Associate Director - Security Posture And Hygiene

Come to work each day with an inclusive and collaborative business technology team. As an Associate Director, Security Posture and Hygiene in AbbVie Business Technology Solutions (BTS), you’ll have opportunities to contribute to the digital transformation of a leading biopharma company, helping to create solutions that impact patients and their communities for the better

The Associate Director, Security Posture and Hygiene, plays a pivotal leadership role within our organization, steering the strategic direction, design, and implementation of our Security Posture and Hygiene program. This role is at the forefront of enhancing our cybersecurity measures across a diverse and complex infrastructure landscape, including on-premise and cloud models. By continuously monitoring and remediating security control gaps and leveraging the Center for Internet Security (CIS) Top 18 critical security controls, this position aims to bolster our defenses by improving our hygiene of cybersecurity standards and practices.
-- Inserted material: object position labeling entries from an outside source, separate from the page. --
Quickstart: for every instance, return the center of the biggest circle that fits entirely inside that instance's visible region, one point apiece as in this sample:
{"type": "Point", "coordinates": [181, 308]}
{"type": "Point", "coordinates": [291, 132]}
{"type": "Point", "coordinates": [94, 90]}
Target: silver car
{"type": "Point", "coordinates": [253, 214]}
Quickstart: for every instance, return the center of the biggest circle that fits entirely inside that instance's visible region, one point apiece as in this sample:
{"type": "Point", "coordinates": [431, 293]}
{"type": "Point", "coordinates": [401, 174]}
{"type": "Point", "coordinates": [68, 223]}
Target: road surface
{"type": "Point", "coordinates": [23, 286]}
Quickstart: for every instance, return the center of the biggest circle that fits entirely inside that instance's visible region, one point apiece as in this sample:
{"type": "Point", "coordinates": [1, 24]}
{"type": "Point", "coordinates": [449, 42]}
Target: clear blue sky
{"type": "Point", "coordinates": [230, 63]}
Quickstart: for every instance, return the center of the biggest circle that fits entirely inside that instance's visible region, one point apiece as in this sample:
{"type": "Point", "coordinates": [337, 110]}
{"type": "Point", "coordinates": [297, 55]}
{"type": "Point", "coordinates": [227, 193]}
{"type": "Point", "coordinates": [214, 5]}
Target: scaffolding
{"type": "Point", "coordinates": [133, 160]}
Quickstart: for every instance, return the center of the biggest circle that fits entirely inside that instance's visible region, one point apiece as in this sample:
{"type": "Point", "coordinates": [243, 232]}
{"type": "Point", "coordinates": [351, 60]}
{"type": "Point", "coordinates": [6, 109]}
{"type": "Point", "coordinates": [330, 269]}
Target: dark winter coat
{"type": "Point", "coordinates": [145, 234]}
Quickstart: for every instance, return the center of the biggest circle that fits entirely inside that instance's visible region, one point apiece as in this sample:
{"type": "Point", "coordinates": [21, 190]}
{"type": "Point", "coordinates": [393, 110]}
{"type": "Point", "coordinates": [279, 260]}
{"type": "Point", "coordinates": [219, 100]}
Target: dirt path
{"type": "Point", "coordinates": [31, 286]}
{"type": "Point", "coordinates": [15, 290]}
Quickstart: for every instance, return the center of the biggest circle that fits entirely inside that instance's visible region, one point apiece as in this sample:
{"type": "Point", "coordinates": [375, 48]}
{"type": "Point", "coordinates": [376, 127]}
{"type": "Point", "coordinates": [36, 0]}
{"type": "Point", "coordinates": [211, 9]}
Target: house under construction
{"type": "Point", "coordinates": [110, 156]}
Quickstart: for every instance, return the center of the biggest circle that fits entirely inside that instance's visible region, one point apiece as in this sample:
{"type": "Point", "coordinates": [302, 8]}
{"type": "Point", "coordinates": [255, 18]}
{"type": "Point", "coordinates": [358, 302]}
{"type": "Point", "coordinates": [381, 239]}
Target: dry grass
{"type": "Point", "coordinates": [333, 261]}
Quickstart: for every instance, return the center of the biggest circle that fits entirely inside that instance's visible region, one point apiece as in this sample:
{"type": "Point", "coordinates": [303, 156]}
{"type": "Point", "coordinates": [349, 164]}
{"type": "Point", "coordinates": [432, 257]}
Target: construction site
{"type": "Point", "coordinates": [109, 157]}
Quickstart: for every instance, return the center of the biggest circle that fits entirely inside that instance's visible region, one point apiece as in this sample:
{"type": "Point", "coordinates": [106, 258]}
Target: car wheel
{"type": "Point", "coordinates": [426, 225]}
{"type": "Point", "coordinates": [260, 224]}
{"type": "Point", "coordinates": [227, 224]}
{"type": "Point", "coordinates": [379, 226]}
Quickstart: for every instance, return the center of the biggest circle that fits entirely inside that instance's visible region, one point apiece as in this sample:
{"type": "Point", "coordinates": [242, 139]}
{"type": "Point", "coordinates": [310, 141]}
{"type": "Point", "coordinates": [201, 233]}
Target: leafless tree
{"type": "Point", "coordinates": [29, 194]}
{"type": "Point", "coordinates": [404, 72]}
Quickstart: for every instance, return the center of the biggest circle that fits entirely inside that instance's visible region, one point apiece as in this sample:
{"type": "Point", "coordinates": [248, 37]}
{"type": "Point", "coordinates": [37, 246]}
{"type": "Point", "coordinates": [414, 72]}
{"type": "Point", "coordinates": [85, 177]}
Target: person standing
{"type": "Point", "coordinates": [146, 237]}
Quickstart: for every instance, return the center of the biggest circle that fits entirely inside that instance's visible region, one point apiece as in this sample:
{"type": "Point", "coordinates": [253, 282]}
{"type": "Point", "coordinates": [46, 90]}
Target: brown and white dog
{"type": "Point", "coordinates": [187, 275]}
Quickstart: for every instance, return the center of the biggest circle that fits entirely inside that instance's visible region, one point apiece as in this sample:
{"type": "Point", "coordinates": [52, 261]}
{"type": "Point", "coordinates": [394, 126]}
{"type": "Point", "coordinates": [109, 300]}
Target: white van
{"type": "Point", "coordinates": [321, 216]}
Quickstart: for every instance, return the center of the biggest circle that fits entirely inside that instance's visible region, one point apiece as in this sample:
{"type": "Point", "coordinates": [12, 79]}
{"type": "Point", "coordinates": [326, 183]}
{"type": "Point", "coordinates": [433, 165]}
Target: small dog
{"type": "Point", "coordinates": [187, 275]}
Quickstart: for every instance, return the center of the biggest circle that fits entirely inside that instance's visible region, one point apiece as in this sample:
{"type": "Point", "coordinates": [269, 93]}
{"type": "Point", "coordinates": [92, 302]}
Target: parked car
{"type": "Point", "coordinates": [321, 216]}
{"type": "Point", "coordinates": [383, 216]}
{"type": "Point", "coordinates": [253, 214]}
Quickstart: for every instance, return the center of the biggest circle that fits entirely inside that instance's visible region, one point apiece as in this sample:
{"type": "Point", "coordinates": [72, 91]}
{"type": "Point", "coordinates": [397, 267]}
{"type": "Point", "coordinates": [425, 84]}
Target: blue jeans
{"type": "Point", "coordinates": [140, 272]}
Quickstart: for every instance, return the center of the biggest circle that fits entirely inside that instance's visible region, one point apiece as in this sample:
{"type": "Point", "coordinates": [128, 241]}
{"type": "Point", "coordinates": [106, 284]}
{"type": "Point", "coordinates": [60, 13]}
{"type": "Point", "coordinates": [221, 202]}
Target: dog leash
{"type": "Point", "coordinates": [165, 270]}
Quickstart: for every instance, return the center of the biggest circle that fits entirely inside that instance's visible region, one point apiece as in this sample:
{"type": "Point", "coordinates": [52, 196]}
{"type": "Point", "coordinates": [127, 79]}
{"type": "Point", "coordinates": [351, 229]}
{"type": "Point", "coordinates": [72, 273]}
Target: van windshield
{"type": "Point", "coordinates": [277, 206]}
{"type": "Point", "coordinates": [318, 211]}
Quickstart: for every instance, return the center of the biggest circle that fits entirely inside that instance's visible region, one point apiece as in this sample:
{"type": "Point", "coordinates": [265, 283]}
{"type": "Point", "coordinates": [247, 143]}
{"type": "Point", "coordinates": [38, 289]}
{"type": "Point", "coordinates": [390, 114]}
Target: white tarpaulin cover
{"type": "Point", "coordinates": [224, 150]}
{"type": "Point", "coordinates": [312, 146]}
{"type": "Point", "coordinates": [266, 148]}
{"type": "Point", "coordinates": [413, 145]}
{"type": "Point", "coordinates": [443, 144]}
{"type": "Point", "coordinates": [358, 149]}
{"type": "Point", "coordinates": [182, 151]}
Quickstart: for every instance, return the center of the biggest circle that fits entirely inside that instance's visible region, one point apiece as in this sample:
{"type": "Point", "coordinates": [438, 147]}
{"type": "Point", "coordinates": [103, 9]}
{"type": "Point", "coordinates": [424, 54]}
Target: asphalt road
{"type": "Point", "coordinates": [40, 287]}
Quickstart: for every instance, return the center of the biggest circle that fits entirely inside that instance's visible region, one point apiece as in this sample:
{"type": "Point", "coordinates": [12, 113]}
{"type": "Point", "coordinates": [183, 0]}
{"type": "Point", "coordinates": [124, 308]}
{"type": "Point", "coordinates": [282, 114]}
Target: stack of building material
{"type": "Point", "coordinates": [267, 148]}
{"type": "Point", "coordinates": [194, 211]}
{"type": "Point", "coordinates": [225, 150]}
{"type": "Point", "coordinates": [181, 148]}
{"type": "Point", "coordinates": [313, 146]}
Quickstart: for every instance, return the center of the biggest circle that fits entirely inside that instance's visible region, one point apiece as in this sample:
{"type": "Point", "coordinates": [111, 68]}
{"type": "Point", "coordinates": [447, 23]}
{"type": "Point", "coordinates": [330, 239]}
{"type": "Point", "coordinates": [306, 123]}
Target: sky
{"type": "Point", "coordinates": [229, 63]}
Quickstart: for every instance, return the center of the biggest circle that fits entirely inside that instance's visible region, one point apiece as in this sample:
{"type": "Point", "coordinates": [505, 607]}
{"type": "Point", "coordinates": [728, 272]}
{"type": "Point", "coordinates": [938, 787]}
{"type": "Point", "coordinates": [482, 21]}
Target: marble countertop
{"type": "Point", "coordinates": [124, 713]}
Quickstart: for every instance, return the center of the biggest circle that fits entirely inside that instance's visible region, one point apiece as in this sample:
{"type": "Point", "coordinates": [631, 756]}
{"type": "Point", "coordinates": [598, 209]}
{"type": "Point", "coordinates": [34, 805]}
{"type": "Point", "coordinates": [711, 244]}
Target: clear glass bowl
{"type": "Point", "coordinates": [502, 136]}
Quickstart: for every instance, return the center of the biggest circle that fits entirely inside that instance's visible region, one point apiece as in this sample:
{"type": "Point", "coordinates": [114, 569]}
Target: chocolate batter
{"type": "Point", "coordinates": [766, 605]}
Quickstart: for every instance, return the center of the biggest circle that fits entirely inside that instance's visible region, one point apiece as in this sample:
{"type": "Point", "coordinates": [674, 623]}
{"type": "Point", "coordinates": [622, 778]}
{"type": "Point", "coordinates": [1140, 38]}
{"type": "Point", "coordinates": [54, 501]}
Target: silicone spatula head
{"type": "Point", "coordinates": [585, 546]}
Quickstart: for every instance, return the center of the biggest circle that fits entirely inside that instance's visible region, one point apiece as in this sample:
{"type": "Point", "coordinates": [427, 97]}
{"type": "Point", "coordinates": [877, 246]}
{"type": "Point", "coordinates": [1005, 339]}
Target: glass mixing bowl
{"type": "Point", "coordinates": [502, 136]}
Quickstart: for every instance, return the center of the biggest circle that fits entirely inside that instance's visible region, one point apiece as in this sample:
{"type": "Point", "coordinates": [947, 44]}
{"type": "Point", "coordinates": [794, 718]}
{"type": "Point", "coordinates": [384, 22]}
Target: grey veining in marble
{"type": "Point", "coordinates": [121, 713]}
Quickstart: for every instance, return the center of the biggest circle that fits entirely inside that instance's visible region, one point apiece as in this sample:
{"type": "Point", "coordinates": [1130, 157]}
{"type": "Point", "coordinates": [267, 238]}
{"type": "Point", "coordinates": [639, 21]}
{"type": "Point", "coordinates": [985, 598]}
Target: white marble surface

In this role, you will be responsible for:

• Develop a comprehensive strategy for the Security Posture and Hygiene program.
• Assemble and manage a team dedicated to implementing, assessing, and maturing the CIS Top 18 critical controls and their associated safeguards.
• Develop and execute strategies for continuous monitoring and improvement of security controls and configurations across enterprise systems.
• Ensure the hygiene of security configurations by establishing and enforcing policies, procedures, and standards to prevent unauthorized access, data breaches, and other cyber threats.
• Collaborate with IT, network, and other relevant departments to align security measures with organizational goals and compliance requirements.
• Develop and maintain comprehensive documentation on security controls, assessments, incidents, and improvements.
• Conduct regular assessments to determine the maturity of each security control, identifying areas for improvement and recommending enhancements.
• Foster strong partnerships with technology and domain stakeholders to ensure seamless integration and compliance of security practices across the enterprise.
• Stay abreast of the latest cybersecurity trends, threats, and technologies to adapt and evolve our security strategies accordingly.
• Lead initiatives to educate and train team members and the wider organization on cybersecurity good practices and the importance of a forward-thinking Security Posture.
• Ensure that all security programs and initiatives adhere to relevant laws, regulations, and policies, continuously updating practices to meet new standards.
• Oversee daily operations, including targeted assessments, risk management, and response strategies, ensuring a high level of security and resilience against cyber threats.
• Build collaborative relationships and partner effectively with business and technology senior leaders.
• Maintain expert-level professional and technical knowledge in relevant domains
• Building metrics and dashboards that will provide stakeholders with actionable insights into the Security Posture of technologies.

#LI-Remote

• Bachelors Degree and 9 years of experience OR Masters Degree and 8 years of experience OR PhD and 4 years of experience
• Proven leadership in cybersecurity, with extensive experience in managing Security Posture and Hygiene strategies within complex and diverse IT environments
• Expert knowledge of operating systems, networking protocols, systems administration, X as a service, applications, and security technologies.
• Expert knowledge and application of cybersecurity terminology, concepts, and the cyber threat landscape and attack vectors.
• Deep understanding of risk management principles and the ability to integrate these into security practices.
• Experience with the CIS Top 18 controls and familiarity with the CIS Controls Implementation Groups (IGs) methodology.
• Demonstrated ability to innovate and adapt in response to a constantly changing environment.
• Advanced critical thinking, problem solving, and analytical skills
• Strong leadership and collaboration skills with business and technical groups.
• Excellent written and verbal communication and listening skills, with the ability to effectively convey technical insights to technical and non-technical stakeholders.
• Demonstrated ability to interface effectively with clients, IT management, and staff.
• A sincere desire to learn, grow, and go beyond personal capabilities, staying abreast of the latest developments in the cybersecurity landscape.
• Professional cybersecurity certifications (e.g., CISSP, CISM, CIS Controls, etc.) are highly desirable.

Why Business Technology Solutions
For anyone who wants to use technology and data to make a difference in people’s lives, shape the digital transformation of a leading biopharmaceutical company, and secure sustainable career growth within a diverse, global team: we’re ready for you.

AbbVie is committed to operating with integrity, driving innovation, transforming lives, serving our community, and embracing diversity and inclusion. It is AbbVie’s policy to employ qualified persons of the greatest ability without discrimination against any employee or applicant for employment because of race, color, religion, national origin, age, sex (including pregnancy), physical or mental disability, medical condition, genetic information, gender identity or expression, sexual orientation, marital status, status as a protected veteran, or any other legally protected group status.